Chapitre 7 - Le syndrome pleural

 

 

7.3 Epanchement intralobaire ou scissural

La liquide pleural s’introduit dans les scissures par leur portion externe. L’aspect radiologique dépend de la forme et de l’orientation de la scissure, de la localisation du liquide dans la scissure et de la direction du rayonnement. Le contact du liquide scissural avec le poumon créé une limite nette et bien dessinée quand l’interface est tangente au rayonnement. Il apparait comme une opacité à limite floue, si l’interface est parallèle ou oblique par rapport au rayon incident.

  • Sur le cliché de face, l’épanchement de la grande scissure apparait habituellement comme une interface nette et curviligne, concave en dedans, séparant une clarté interne et une opacité supérieure et externe. La position plus ou moins interne ou externe de l’interface par rapport au médiastin dépend de la profondeur de l’étendue du liquide dans la scissure. Elle peut aussi être le reflet de la limite interne d’une scissure incomplète.
    L’épanchement de la petite scissure apparait comme une opacité triangulaire à sommet interne. Parfois, les deux parties antérieure et postérieure de la scissure sont individualisées, la partie postérieure se projetant habituellement plus haut que la partie antérieure. Un épanchement à la fois dans la petite et la grande scissure peut créer des images complexes. Une opacité particulière dite en « marches d’escalier » est quelquefois construite en périphérie du poumon droit. La limite supérieure horizontale de l’opacité correspond à la partie externe de la petite scissure. La limite interne verticale correspond à la partie interne soit d’une grande scissure incomplète, soit d’un épanchement de la grande cavité localisé à la face externe du lobe moyen ou du lobe inférieur.
  • Sur le cliché de profil, l’épanchement scissural est facile à reconnaître car il offre souvent une ou plusieurs tangentes au rayonnement.

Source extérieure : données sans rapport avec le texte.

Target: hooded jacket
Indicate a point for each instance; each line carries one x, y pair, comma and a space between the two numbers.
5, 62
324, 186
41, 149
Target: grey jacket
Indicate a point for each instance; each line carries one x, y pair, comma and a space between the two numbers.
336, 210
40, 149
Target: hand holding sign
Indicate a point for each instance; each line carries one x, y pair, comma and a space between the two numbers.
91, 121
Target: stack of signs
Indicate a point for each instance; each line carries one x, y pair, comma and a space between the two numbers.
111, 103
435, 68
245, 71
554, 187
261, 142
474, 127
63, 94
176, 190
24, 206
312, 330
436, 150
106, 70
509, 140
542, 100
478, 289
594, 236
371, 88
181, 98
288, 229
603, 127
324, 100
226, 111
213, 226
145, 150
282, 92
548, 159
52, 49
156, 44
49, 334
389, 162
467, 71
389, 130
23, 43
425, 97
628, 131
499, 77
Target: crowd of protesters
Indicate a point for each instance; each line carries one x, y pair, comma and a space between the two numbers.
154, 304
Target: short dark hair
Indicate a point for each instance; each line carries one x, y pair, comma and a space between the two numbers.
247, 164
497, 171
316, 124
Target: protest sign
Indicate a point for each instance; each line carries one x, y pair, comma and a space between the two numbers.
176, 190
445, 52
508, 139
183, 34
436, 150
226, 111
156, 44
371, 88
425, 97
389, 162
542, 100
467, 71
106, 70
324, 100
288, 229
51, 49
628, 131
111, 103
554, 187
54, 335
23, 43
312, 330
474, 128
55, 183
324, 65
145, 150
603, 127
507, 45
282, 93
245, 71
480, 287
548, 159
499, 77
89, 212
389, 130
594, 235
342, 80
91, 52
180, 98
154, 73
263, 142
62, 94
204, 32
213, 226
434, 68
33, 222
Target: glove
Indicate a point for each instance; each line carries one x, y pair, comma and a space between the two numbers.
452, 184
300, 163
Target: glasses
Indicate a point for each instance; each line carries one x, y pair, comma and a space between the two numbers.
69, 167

Dans leur portion supérieure, les grandes scissures sont orientées et concaves en avant et en dehors, de sorte que la partie externe de l’épanchement offre une tangence au rayonnement, tandis que la partie interne est oblique par rapport à l’axe des rayons. Pour cette raison, la limite postérieure de l’épanchement est nette, la limite antérieure est floue. Une formation des images peut être expliquée de la même façon pour les épanchements dans la portion inférieure des scissures.
  • L’épanchement interlobaire peut être localisé et produire un aspect pseudotumoral. Ceci est souvent détecté au décours d’une décompensation cardiaque. Ces épanchements sont alors facilement reconnus sur le cliché de profil, grâce à leur forme en fuseau et leur topographie sur un trajet scissural. La régression de ce type d’épanchement est habituellement lente.

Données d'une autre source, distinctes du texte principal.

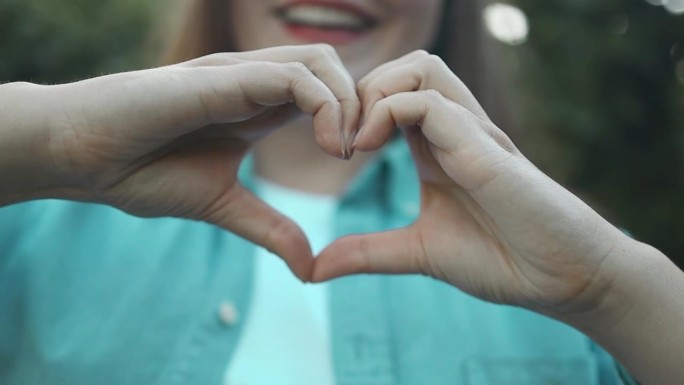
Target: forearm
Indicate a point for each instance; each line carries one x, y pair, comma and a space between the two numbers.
641, 320
26, 171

7.4 Epanchement en décubitus dorsal

Sur un patient examiné en décubitus dorsal, le liquide pleural se localise en arrière et se traduit radiologiquement sur une incidence antéropostérieure par une opacité de l’hémithorax aux limites floues, n’effaçant pas les contours vasculaires. Quand le liquide est suffisamment abondant, il peut s’introduire dans la partie externe de l’hémithorax entre la paroi et le poumon, produisant une interface air-liquide nette tangente au rayon. Cette interface est parallèle à la paroi latérale du thorax.

De même un épanchement de cette abondance peut-il entraîner :

  • un effacement du cul de sac costodiaphragmatique latéral,
  • un effacement de la coupole diaphragmatique,
  • un déplacement externe de la ligne paravertébrale homolatérale,
  • un épaississement de la coiffe apicale.

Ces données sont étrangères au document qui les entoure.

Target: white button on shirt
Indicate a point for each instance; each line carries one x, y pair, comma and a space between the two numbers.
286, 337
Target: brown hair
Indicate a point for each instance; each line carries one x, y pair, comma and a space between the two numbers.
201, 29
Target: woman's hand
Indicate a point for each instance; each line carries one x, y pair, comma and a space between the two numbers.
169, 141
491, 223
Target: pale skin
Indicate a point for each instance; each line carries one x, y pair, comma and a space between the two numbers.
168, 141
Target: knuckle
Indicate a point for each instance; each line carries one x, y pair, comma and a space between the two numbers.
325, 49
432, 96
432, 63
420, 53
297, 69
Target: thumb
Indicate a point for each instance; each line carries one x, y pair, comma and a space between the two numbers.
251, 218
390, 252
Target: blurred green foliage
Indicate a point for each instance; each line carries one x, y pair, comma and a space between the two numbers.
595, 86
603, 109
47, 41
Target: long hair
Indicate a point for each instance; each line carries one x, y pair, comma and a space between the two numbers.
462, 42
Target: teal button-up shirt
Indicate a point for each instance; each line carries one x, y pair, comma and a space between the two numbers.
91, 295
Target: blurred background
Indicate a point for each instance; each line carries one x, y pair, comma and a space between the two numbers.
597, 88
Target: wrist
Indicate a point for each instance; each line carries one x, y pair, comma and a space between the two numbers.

L’épaississement de la coiffe apicale est créé par le passage de liquide pleural entre le sommet pulmonaire et la paroi thoracique apicale créant une interface tangente de face. Ce signe est théoriquement précoce, pouvant apparaître pour des épanchements de petite abondance puisque l’apex est la région thoracique la plus déclive sur un sujet en décubitus dorsal. Toutefois, le décollement apical n’est apparent que tardivement dans les cas où l’épanchement est abondant. Habituellement, un épanchement comblant les culs de sac costodiaphragmatiques sur le cliché de face se traduit sur le cliché en décubitus par un effacement des culs de sac et une opacité à limite floue de la moitié inférieure de l’hémithorax. Par comparaison avec le cliché fait en position debout, la sensibilité et la spécificité du cliché fait en décubitus dorsal pour le diagnostic d’épanchement pleural ont été évaluées respectivement à 67 et 70 %.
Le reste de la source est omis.